Integrative omics for health and disease

Abstract

Advances in omics technologies - such as genomics, transcriptomics, proteomics and metabolomics - have begun to enable personalized medicine at an extraordinarily detailed molecular level. Individually, these technologies have contributed medical advances that have begun to enter clinical practice. However, each technology individually cannot capture the entire biological complexity of most human diseases. Integration of multiple technologies has emerged as an approach to provide a more comprehensive view of biology and disease. In this Review, we discuss the potential for combining diverse types of data and the utility of this approach in human health and disease. We provide examples of data integration to understand, diagnose and inform treatment of diseases, including rare and common diseases as well as cancer and transplant biology. Finally, we discuss technical and other challenges to clinical implementation of integrative omics.

Figure 1. Identifying a causal variant to diagnose a patient with a rare disease

In Kremer et al. and Cummings et al., multi-omics approaches were used to aid in the diagnosis of patients with undiagnosed disease. Although exome and genome sequencing can be effective in identifying causal genetic variation between 20% and 50% of the time, depending on the mode of inheritance and phenotype, the majority of cases cannot be solved by these technologies alone. a,b | Using RNA sequencing (RNA-seq) data from patient tissue, these approaches were able to make a molecular diagnosis for many patients, identifying genes with aberrant expression, splicing or allele-specific expression, which would suggest a molecular mechanism for the disease progression. c | In some cases, functional validation, such as proteomics, can lend additional support to these diagnoses. Figure is adapted from REF. , Macmillan Publishers Limited.

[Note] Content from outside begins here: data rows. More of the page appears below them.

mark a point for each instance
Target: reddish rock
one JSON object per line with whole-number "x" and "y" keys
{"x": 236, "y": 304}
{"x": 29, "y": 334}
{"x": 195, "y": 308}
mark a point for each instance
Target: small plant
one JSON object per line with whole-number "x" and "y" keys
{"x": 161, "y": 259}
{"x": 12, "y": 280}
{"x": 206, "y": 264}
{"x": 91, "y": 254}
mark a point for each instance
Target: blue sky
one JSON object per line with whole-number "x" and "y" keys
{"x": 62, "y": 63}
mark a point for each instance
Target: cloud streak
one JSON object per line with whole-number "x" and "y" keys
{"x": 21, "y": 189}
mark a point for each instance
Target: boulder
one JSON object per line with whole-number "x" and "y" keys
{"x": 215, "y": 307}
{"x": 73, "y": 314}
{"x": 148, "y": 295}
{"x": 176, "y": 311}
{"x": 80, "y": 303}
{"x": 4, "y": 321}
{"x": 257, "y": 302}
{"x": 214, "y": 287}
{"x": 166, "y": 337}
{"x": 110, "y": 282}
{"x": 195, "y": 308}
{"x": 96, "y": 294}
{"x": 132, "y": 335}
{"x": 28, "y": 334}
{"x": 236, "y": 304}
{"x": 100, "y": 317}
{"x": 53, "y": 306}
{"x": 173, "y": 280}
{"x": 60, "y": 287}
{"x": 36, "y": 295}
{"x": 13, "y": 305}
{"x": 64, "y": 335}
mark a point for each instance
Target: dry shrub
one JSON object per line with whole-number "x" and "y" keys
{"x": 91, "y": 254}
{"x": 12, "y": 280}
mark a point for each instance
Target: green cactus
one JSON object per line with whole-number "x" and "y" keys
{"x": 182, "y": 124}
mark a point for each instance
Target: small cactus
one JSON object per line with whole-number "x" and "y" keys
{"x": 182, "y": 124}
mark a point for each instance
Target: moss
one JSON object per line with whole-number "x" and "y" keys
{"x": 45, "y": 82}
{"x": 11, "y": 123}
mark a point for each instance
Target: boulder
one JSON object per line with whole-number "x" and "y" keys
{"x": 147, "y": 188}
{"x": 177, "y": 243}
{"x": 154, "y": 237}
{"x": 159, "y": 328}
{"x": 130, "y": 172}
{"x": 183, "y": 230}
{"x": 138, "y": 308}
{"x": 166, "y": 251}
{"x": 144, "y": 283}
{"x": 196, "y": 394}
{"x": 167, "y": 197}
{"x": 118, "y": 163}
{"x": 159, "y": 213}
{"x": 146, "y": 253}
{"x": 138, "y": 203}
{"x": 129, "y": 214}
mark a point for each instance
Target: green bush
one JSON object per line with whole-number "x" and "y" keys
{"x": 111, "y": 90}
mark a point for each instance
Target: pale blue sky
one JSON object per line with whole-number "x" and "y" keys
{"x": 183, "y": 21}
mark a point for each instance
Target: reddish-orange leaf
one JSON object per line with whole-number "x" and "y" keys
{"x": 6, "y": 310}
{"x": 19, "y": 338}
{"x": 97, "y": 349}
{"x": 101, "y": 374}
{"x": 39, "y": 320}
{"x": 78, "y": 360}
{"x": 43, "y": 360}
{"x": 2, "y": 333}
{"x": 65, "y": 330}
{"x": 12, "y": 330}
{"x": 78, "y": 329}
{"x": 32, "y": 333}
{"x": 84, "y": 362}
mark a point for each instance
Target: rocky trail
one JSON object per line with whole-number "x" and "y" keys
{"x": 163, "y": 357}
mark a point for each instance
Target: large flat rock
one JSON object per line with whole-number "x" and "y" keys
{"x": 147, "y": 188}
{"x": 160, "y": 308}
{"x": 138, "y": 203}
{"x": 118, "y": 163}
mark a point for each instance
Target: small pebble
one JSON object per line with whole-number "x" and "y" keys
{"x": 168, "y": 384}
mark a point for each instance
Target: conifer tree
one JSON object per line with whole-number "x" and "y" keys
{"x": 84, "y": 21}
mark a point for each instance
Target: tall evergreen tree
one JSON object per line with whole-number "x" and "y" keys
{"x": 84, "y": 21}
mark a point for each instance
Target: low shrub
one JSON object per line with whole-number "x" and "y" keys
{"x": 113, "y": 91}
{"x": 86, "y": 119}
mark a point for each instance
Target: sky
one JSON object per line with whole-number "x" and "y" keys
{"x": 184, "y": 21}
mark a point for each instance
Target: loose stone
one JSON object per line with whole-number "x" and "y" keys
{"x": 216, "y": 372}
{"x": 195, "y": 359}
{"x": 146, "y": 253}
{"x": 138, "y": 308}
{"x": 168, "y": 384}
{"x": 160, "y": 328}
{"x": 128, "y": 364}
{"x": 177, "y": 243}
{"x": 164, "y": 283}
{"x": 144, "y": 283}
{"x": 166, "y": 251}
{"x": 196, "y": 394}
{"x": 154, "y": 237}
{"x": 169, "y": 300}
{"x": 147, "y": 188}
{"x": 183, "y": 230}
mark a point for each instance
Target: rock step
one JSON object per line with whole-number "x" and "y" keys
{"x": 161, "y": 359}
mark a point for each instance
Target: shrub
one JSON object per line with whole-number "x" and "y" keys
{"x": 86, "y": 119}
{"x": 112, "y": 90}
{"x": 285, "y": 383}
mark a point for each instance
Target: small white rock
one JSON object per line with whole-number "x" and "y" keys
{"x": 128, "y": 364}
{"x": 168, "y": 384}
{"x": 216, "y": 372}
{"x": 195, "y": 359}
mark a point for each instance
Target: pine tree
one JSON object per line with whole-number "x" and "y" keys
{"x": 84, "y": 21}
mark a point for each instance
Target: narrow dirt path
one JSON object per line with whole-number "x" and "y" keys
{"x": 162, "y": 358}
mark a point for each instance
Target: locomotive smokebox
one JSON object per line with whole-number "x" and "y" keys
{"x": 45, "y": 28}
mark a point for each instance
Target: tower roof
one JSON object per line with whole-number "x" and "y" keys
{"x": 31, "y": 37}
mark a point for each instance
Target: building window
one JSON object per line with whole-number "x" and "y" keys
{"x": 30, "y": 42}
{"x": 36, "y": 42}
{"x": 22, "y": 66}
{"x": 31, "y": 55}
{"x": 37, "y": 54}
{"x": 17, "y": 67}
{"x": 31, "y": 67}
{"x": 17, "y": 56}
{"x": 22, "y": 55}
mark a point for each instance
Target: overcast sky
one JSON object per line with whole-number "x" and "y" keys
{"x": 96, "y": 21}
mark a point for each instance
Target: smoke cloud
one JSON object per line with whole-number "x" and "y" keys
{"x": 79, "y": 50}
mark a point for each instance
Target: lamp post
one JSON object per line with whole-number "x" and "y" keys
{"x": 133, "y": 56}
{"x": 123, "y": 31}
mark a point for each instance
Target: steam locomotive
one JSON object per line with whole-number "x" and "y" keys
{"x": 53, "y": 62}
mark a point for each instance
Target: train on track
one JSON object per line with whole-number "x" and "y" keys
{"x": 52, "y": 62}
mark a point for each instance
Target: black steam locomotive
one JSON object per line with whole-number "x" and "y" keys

Figure 2. From genome-wide association studies to mechanism

In a recent study, Claussnitzer and colleagues present a comprehensive approach to identifying a causal mechanism for an obesity-associated variant in the FTO gene. Part a shows an overview of the deciphered biological mechanisms and the numbered steps of the strategy referred to below. From the initial genome-wide association study (GWAS), the significant association of the FTO region with obesity is shown in the Manhattan plot (part b). First, the researchers established the relevant tissue or cell type (step 1) as well as the downstream target genes using regulatory genomics, including chromatin state information and chromosomal conformation (Hi-C) data. Here, they established the variant as an expression quantitative trait locus (eQTL) for the developmental genes iroquois homeobox 3 (IRX3) and IRX5 (step 2), where the risk allele shows increased expression of these genes but not others in the vicinity (part c). They demonstrate that expression of IRX3 and IRX5 is anti-correlated and correlated with genes involved in mitochondrial function and adipocyte size, respectively (part d). Next, they established the causal nucleotide variant (step 3) in an AT-rich interactive domain-containing protein 5B (ARID5B) motif (step 4) using CRISPR–Cas9 to show its molecular effects, including altered signatures of expression and phenotypic effects on the regulation of energy balance (step 5). Finally, they establish causality of the variant on an organismal level using mouse models (step 6). AKTIP, AKT interacting protein; CEU, Utah residents (CEPH) with northern and western European ancestry; CHD9, chromodomain helicase DNA binding protein 9; CRNDE, colorectal neoplasia differentially expressed; FXR, farnesoid X-activated receptor; LD, linkage disequilibrium; PGC1α, peroxisome proliferator-activated receptor-γ co-activator 1-α; PRDM16, PR domain zinc-finger protein 16; RBL2, RB transcriptional co-repressor like 2; RXR, retinoid X receptor; SNPs, single-nucleotide polymorphisms; TF, transcription factor; TSS, transcription start site; UCP1, mitochondrial brown fat uncoupling protein 1. Figure is adapted from The New England Journal of Medicine, Claussnitzer, M. et al., FTO obesity variant circuitry and adipocyte browning in humans, 373, 895–907, Copyright© (2015) Massachusetts Medical Society, REF. . Reprinted with permission from Massachusetts Medical Society.

Figure 3. Finding the relevant tissue

Although blood (part a) is often the most convenient tissue to assay owing to its availability and ease of procurement, it is often not the ideal tissue for observing a molecular phenotype for a given disease, which may primarily affect other tissues such as brain (part b) or lung (part c). In particular, its transcriptional landscape, including expression levels, splicing patterns and enhancer usage, may not be amenable to detecting differential uses of these patterns compared with a tissue that is more proximally affected by a disease, such as muscle tissue in muscular dystrophy.